RA Henning Feldmann
Was ist eine Interimsvergabe und wann wird sie relevant?
Interimsvergabe hat sich in den vergaberechtlichen Sprachgebrauch eingebürgert, aber was darunter zu verstehen ist, ist häufig nicht eindeutig. Im Ergebnis meint „Interimsvergabe“ aber nichts weiter als eine „Überbrückungsvergabe“ für einen eingegrenzten, häufig kurzen Zeitraum: eine benötigte Leistung kann nicht pünktlich vergeben werden und es droht ab einem bestimmten Zeitpunkt ein vertragsloser Zustand, in dem der öffentliche Auftraggeber seinen Aufgaben nicht mehr nachkommen kann. Besonders relevant ist diese Situation im Bereich der Daseinsvorsorge, also im Bereich der staatlichen Aufgabe, Güter und Leistungen bereitzustellen, die für ein menschliches Dasein notwendig sind. Dies umfasst beispielsweise Leistungen der öffentlichen Gesundheitsvorsorge, Energie- und Wasserversorgung, Verkehrsleistungen, Straßenreinigung oder Müllentsorgung.
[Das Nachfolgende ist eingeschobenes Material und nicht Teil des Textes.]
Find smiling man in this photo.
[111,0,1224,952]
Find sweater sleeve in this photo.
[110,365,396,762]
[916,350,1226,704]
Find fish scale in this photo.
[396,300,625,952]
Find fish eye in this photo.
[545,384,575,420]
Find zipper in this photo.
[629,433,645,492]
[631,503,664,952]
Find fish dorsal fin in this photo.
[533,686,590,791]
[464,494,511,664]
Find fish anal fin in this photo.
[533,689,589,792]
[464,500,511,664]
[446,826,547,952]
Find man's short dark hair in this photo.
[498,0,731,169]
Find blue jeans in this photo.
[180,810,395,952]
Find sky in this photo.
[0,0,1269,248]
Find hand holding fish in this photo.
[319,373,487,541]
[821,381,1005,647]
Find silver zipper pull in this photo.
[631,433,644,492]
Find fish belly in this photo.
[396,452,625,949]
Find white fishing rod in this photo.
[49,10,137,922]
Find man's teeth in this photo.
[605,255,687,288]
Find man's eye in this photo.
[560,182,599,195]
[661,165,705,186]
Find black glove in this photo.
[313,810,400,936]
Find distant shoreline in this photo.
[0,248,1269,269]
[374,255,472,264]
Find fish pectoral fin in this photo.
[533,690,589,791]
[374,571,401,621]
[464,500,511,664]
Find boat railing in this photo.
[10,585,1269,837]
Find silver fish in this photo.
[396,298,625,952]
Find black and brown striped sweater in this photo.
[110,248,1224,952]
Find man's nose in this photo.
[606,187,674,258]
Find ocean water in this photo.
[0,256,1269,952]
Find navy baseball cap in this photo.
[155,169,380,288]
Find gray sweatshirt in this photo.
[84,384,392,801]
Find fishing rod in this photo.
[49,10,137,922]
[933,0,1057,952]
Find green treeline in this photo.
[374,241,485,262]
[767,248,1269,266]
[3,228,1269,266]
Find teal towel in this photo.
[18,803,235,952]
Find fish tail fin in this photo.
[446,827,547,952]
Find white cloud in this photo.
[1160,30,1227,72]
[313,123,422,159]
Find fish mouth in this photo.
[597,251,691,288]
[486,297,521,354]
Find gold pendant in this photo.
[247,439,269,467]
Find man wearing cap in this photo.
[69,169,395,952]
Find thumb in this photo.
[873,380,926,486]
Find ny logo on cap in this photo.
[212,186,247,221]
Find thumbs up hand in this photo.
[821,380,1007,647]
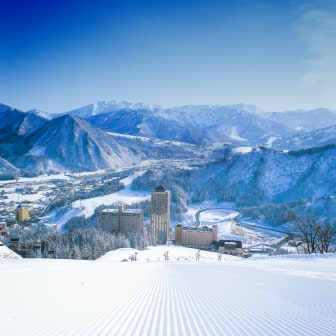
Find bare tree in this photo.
[318,222,336,253]
[291,210,321,254]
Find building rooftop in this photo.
[154,186,168,192]
[102,209,143,214]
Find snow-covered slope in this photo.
[0,246,336,336]
[20,115,139,170]
[260,108,336,131]
[0,242,22,264]
[272,125,336,150]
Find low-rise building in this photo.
[98,206,144,234]
[218,239,243,255]
[15,205,29,222]
[175,224,217,249]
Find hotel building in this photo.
[151,186,170,244]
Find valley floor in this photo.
[0,246,336,336]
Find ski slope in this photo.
[0,246,336,336]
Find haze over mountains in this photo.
[0,101,336,213]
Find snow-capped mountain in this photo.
[167,106,291,145]
[261,108,336,131]
[20,115,142,170]
[0,101,336,180]
[87,109,206,144]
[272,124,336,149]
[0,104,47,137]
[0,157,20,180]
[65,100,162,119]
[70,102,291,145]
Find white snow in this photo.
[232,146,253,154]
[0,246,336,336]
[0,241,22,258]
[72,174,150,217]
[230,126,247,141]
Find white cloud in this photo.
[295,1,336,105]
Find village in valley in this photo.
[0,171,304,259]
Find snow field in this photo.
[0,246,336,336]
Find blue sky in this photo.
[0,0,336,112]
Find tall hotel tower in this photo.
[151,186,170,244]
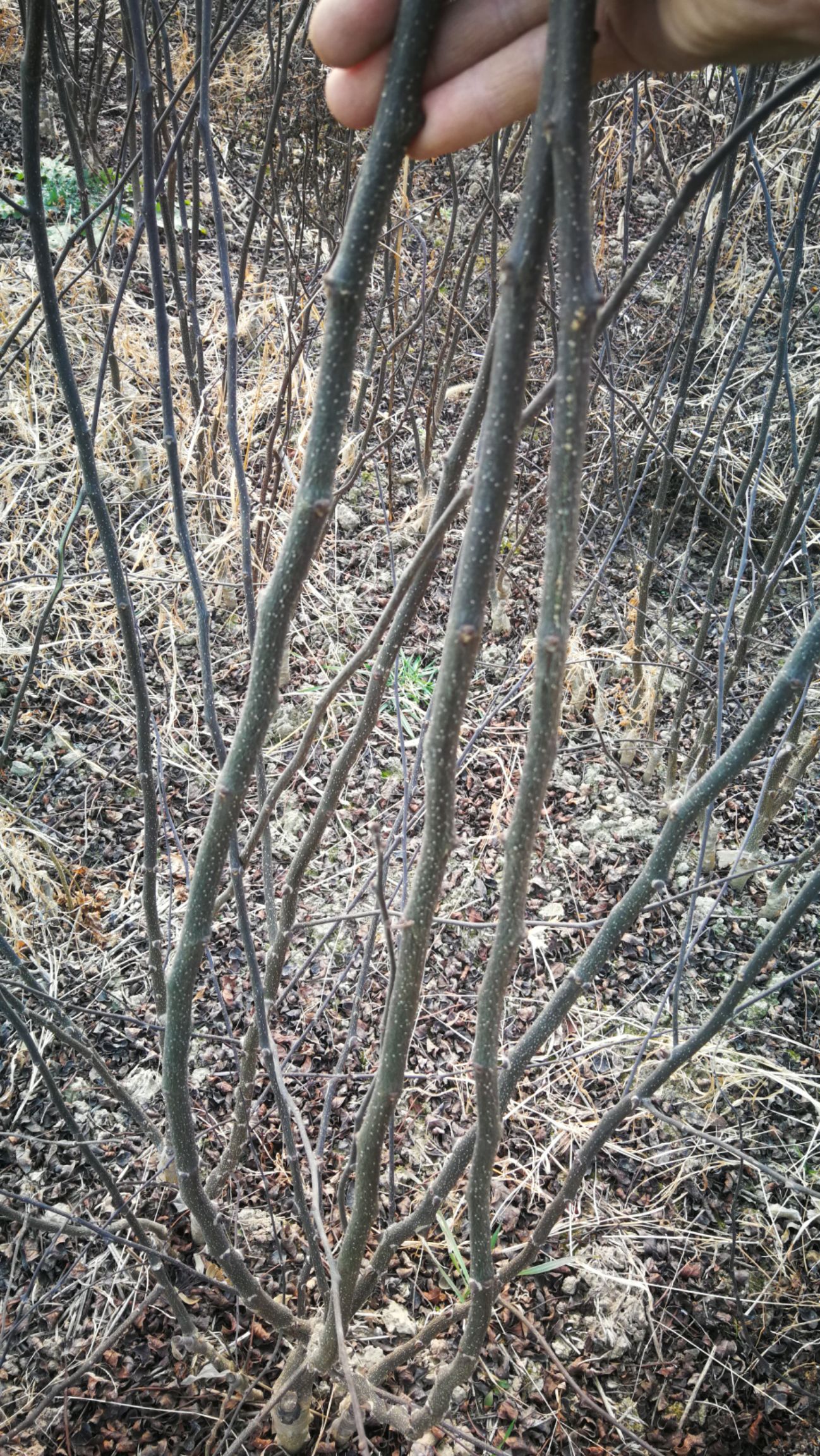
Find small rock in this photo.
[337,501,359,531]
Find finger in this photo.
[407,15,661,157]
[325,45,390,131]
[307,0,399,67]
[310,0,549,89]
[409,25,546,157]
[326,25,629,157]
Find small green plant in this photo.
[390,652,437,712]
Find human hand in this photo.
[310,0,820,157]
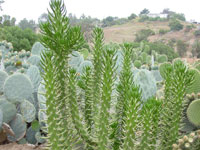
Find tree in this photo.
[140,8,150,15]
[176,40,188,57]
[18,18,37,31]
[38,13,48,23]
[128,13,137,20]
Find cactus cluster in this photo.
[0,41,46,144]
[172,130,200,150]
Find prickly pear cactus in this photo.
[26,65,42,92]
[31,42,45,56]
[20,100,36,123]
[187,99,200,126]
[0,99,17,123]
[0,70,8,95]
[187,69,200,94]
[7,114,27,142]
[4,73,33,103]
[134,69,157,101]
[151,70,163,82]
[37,81,46,109]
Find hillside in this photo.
[104,20,200,55]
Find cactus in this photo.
[77,60,93,74]
[157,54,168,63]
[31,42,45,56]
[0,70,8,95]
[134,60,142,69]
[27,55,40,68]
[187,100,200,126]
[187,69,200,94]
[151,70,163,82]
[26,65,42,92]
[134,69,157,101]
[4,73,33,103]
[69,51,84,69]
[0,99,17,123]
[172,130,200,150]
[26,126,38,144]
[20,100,36,123]
[7,114,26,142]
[37,81,46,109]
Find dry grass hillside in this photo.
[104,20,199,50]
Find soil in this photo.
[0,143,43,150]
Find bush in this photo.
[169,20,183,31]
[159,29,169,34]
[194,30,200,37]
[128,13,137,20]
[148,42,179,61]
[135,29,155,42]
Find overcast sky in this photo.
[0,0,200,22]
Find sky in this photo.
[0,0,200,22]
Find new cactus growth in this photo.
[187,100,200,126]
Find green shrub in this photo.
[135,29,155,42]
[169,19,183,31]
[159,29,169,35]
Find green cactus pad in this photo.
[26,126,37,144]
[187,99,200,126]
[0,70,8,94]
[186,69,200,94]
[4,73,33,103]
[31,42,45,56]
[35,132,45,143]
[20,100,36,123]
[26,65,42,92]
[7,114,26,142]
[0,99,17,123]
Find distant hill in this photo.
[104,19,200,55]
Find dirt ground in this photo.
[0,143,43,150]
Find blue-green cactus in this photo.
[151,70,163,82]
[0,70,8,94]
[20,100,36,123]
[26,126,38,144]
[37,81,46,109]
[31,42,45,56]
[7,114,27,142]
[4,73,33,103]
[0,99,17,123]
[26,65,42,92]
[134,69,157,101]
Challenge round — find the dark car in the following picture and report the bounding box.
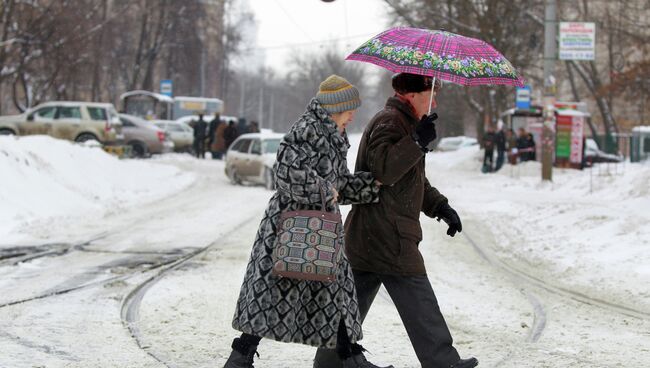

Diese Aufgaben vergeben öffentliche Auftraggeber (in der Regel Kommunen) an Dritte, die diese Aufgaben erbringen (etwa: Müllentsorgungsunternehmen oder Rettungsdienstunternehmen, die dann Leistungen des Rettungsdienstes in der Stadt XY erbringen). Dieser Aufgabenübertragung liegt ein Vertrag zugrunde, der im Regelfall ausgeschrieben werden muss.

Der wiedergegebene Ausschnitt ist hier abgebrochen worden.